Mitt Says "Wimpy Way" Osama Was Killed Proves Obama "Not up to Job"

Funny story written by alaskamojo

Monday, 17 September 2012

image for Mitt Says "Wimpy Way" Osama Was Killed Proves Obama "Not up to Job"
Bush explaining to man he imagines is Secretary of Defense Nimzicki from Independence Day movie how to take out alien ships

Mitt Romney blasted President Obama today. Calling him "severely soft" and "almost anally apologetic to Muslim monsters" we should be 'designating dead by drone," or at the very least "describing in less alliterative fashion," Mitt minced mots minimally at the Alliteratives Anonymous (other AA) writers' convention held in Anchorage, Alaska.

Reverting to non alliterative prose, Romney told the articulate crowd Obama's "lack of imagination in the limp dickish way he had Osama Bin Laden killed is an outrage and insult to peaceful violence loving Americans everywhere."

"Bin Laden was only shot in the face. Are you kidding me," he asked? "Hell... We shoot our friends in the face," he said, reminding the polite listeners of Dick Cheney's drunken bird hunting mishap in which he shot his 78 year old friend Henry Whittington in the face while missing the quail target totally.

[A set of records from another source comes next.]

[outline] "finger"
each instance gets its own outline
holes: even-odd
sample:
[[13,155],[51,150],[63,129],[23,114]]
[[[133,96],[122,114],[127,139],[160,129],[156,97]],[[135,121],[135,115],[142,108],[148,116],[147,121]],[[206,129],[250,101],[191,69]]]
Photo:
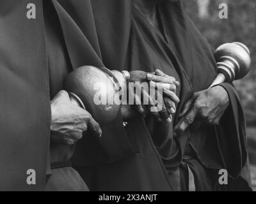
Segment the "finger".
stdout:
[[191,126],[191,129],[192,132],[195,132],[197,131],[202,125],[201,120],[196,120],[196,119],[194,120],[194,122]]
[[186,115],[175,126],[174,131],[179,135],[182,135],[187,129],[187,128],[194,122],[194,120],[196,117],[196,112],[195,109],[191,109],[188,115]]
[[172,80],[174,79],[174,80],[175,80],[174,84],[175,85],[177,85],[177,87],[180,85],[180,83],[178,81],[176,81],[176,80],[174,77],[166,75],[163,71],[161,71],[160,69],[157,69],[156,70],[156,75],[170,78]]
[[164,89],[163,91],[163,93],[172,101],[174,101],[176,103],[179,103],[180,102],[180,99],[179,98],[179,97],[177,96],[176,94],[172,91]]
[[148,110],[148,112],[150,115],[152,115],[156,120],[157,121],[161,121],[161,119],[160,117],[160,114],[159,113],[159,110],[157,110],[157,107],[156,106],[156,101],[153,99],[151,96],[149,96],[148,93],[145,91],[144,89],[143,90],[143,99],[144,101],[144,99],[147,99],[147,104],[144,104]]
[[175,103],[168,98],[164,98],[165,106],[170,114],[174,114],[176,112]]
[[56,99],[61,100],[63,102],[70,102],[68,93],[65,90],[60,91],[53,98],[52,101]]
[[163,94],[157,91],[156,92],[157,94],[157,108],[160,110],[160,117],[166,123],[170,123],[172,121],[172,118],[170,117],[170,114],[165,106]]
[[179,114],[178,117],[179,119],[183,117],[189,111],[192,106],[193,102],[194,101],[193,98],[190,98],[188,101],[185,103],[183,108],[181,110],[180,113]]
[[150,81],[149,84],[150,87],[154,87],[156,89],[166,89],[168,90],[170,90],[172,92],[176,92],[176,85],[171,84],[164,84],[159,82],[155,82],[154,81]]
[[89,129],[91,131],[91,132],[95,135],[96,136],[98,137],[101,137],[101,135],[102,133],[102,131],[101,130],[100,126],[98,122],[97,122],[92,117],[90,117],[88,123],[88,126],[89,127]]
[[134,94],[134,110],[135,111],[141,115],[145,116],[146,115],[146,112],[144,110],[141,105],[141,98],[140,96],[137,94]]
[[150,73],[147,74],[147,79],[149,81],[154,81],[155,82],[161,82],[164,84],[175,84],[176,80],[173,78],[164,77],[162,76],[157,76],[152,75]]

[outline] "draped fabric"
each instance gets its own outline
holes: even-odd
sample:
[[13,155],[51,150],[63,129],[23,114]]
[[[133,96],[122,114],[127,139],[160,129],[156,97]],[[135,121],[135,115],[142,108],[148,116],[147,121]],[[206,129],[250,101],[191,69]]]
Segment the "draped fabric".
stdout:
[[[3,86],[0,88],[6,96],[0,102],[1,108],[5,110],[4,116],[0,115],[0,125],[4,124],[1,128],[3,134],[1,132],[1,135],[3,136],[0,137],[3,140],[0,143],[13,148],[13,151],[9,152],[4,147],[1,147],[3,154],[0,156],[0,165],[5,164],[5,157],[12,161],[13,152],[20,154],[24,141],[40,140],[33,154],[34,146],[26,143],[26,152],[15,154],[17,159],[14,161],[24,159],[27,153],[30,154],[28,156],[33,159],[30,166],[35,165],[40,168],[38,177],[42,182],[38,185],[42,187],[50,122],[47,114],[49,112],[49,91],[44,53],[46,51],[43,49],[44,43],[38,43],[39,37],[42,41],[44,39],[41,36],[44,33],[44,25],[38,22],[39,17],[34,22],[24,20],[24,25],[37,22],[35,26],[42,32],[29,35],[29,39],[28,36],[23,36],[25,38],[23,42],[20,42],[20,36],[18,34],[24,29],[23,27],[18,27],[16,35],[10,35],[13,26],[8,27],[3,19],[9,20],[8,17],[12,13],[17,15],[15,10],[20,8],[12,4],[14,1],[0,3],[4,6],[1,7],[4,9],[0,10],[0,22],[7,28],[10,27],[3,34],[0,34],[4,38],[0,38],[0,66],[4,68],[0,69],[0,78],[7,87],[5,91]],[[19,2],[24,4],[26,1]],[[141,8],[140,0],[52,0],[52,2],[73,69],[83,65],[105,66],[120,71],[153,71],[156,68],[161,69],[180,82],[181,87],[177,92],[180,98],[177,113],[193,92],[207,89],[216,76],[211,48],[185,13],[180,1],[152,0],[148,12]],[[36,6],[40,10],[40,1],[36,1]],[[156,17],[154,20],[150,18],[152,14]],[[13,24],[14,20],[12,20],[8,25]],[[24,57],[29,54],[35,55],[35,50],[31,53],[29,50],[32,46],[30,41],[34,42],[33,45],[35,46],[33,40],[36,42],[36,48],[41,51],[38,58],[33,58],[34,64],[29,63],[28,57]],[[9,42],[7,50],[6,42]],[[22,46],[22,52],[15,50],[19,46]],[[12,55],[14,57],[6,55],[10,52],[15,54]],[[21,69],[19,68],[27,64],[29,66],[25,66],[26,69],[22,69],[23,72],[19,74]],[[34,67],[38,68],[36,71]],[[10,73],[13,75],[9,76]],[[8,78],[12,82],[6,80]],[[28,78],[27,87],[33,91],[28,92],[27,87],[20,86],[20,83]],[[175,170],[184,165],[188,165],[193,172],[196,190],[216,189],[218,170],[221,168],[227,168],[232,184],[243,181],[244,182],[243,187],[248,187],[246,180],[249,178],[246,178],[248,172],[244,168],[247,152],[243,109],[234,87],[226,83],[221,85],[228,93],[230,105],[220,126],[203,126],[196,132],[188,129],[182,136],[177,137],[173,133],[173,127],[177,122],[175,115],[171,124],[154,122],[148,117],[145,120],[142,118],[131,120],[124,128],[119,114],[113,122],[102,127],[103,133],[100,139],[96,140],[89,132],[84,134],[76,145],[72,157],[74,166],[92,191],[180,190],[176,185],[179,180],[175,180],[175,173],[178,172]],[[33,113],[28,109],[26,98],[17,98],[17,96],[10,92],[12,87],[14,92],[26,92],[26,96],[33,98],[29,101],[29,107],[33,107]],[[20,103],[18,105],[16,102],[19,100]],[[10,103],[10,101],[13,102]],[[10,110],[11,113],[8,112]],[[19,121],[18,135],[15,129],[10,129],[10,126],[13,124],[14,114],[19,113],[32,115],[33,117],[26,117]],[[33,132],[31,129],[36,131]],[[18,141],[13,142],[13,139],[18,138]],[[32,158],[31,155],[36,155],[37,159]],[[20,171],[24,170],[24,166],[26,168],[26,163],[22,168],[19,163],[13,164]],[[4,167],[3,170],[1,168],[3,172],[10,170],[9,167]],[[16,175],[13,171],[10,172],[12,177]],[[10,186],[13,186],[13,184]],[[23,186],[20,184],[17,187]],[[228,187],[227,189],[229,189]]]

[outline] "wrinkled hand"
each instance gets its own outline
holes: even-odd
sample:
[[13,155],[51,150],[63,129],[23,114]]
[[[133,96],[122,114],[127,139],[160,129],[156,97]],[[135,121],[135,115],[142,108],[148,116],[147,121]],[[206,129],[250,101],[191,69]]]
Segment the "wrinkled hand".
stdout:
[[[153,73],[147,73],[143,71],[133,71],[130,72],[129,82],[139,83],[139,84],[149,82],[149,88],[154,88],[156,92],[161,88],[163,90],[163,96],[161,92],[157,95],[163,96],[163,107],[160,110],[156,106],[155,98],[149,94],[148,89],[141,89],[140,96],[135,93],[134,95],[134,104],[136,104],[134,106],[134,109],[140,115],[145,116],[150,114],[157,120],[164,119],[167,122],[172,122],[171,113],[175,112],[175,103],[179,102],[179,99],[175,94],[176,88],[177,85],[179,85],[179,83],[173,77],[169,76],[158,69]],[[129,90],[129,92],[131,91],[134,91]],[[145,98],[148,99],[148,104],[147,105],[143,104]]]
[[179,115],[180,120],[175,127],[174,131],[181,135],[190,126],[195,131],[202,124],[218,125],[228,105],[228,94],[221,86],[217,85],[196,92]]
[[93,135],[101,136],[99,124],[86,110],[72,104],[66,91],[60,91],[51,101],[51,141],[73,145],[82,138],[88,127]]

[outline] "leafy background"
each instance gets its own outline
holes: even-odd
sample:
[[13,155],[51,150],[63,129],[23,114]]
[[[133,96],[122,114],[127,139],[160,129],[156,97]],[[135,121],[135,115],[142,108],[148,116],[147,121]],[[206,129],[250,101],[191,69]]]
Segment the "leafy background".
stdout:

"Now, Rutger Hauer pulling the pin on the grenade firmly ensconced in that terrorist's mouth as Hauer said 'Fuck the bonus' in the 1986 movie Wanted: Dead or Alive, that's the way Osama should have gone if we had a President with balls," Romney said. "Blood, brain matter and bone tissue scattered in whatever is the blast radius of a grenade. That's the way the motherfucker should have been dumped in the ocean... in smithereens"! he exclaimed.

"...Or Harrison Ford (Air Force One, 1997) throwing the terrorist out of Air Force One with the parachute line tied in a noose around his neck and yanking his head off with the force of the 20 ton plane going 500 mph in one direction while the scum's body went out the rear door in the opposite direction with the parachute line still caught on the door as President Harrison Ford yelled at him: 'Get off my plane.'... If I was President this is how Osama's death would have played out," Romney said spitting up testosterone.

"A single gunshot to Bin laden's eye instantly followed by 72 virgins in his lap hardly amounts to torture," Romney summed up. "No. That's just a fuckin' apology with benefits in my book... No fear. No pain. Just you're dead. Now knock yourself out pleasuring yourself for the rest of eternity. What the fuck kind of painless way is that for the mass murderer of thousands to go"?

"What kind of President orders a war or covert operation without having an actual role in its execution," Mitt asked?

"Actually all of them," some wise literate guy from New York heckled. He quickly apologized for his outburst saying: "Sorry. My name is Ron, alliterative addict." ("RON," all the other addicts yelled to Ron in recognition.)

"Very funny," Mitt corrected. "You forget President Bill Pullman in Independence Day, 1996 flew with the air squadron that destroyed the alien invaders. Pretending he was Pullman seven years later, President G.W. Bush announced the end of 'major combat operations' in Iraq (eight years before Obama actually ended the war) while parading in front of a 'Mission Accomplished' banner after becoming the first President ever to land a fixed wing aircraft on the deck of an aircraft carrier (the USS Abraham Lincoln) while wearing a flight suit. Bush could have simply been helicoptered in from the ship he'd been on a few hundred yards away at little expense like Obama would have done. Instead he chose a show befitting a manly commander-in-chief."

"Now that's a man who was up to the job," Mitt finished.

The funny story above is a satire or parody. It is entirely fictitious.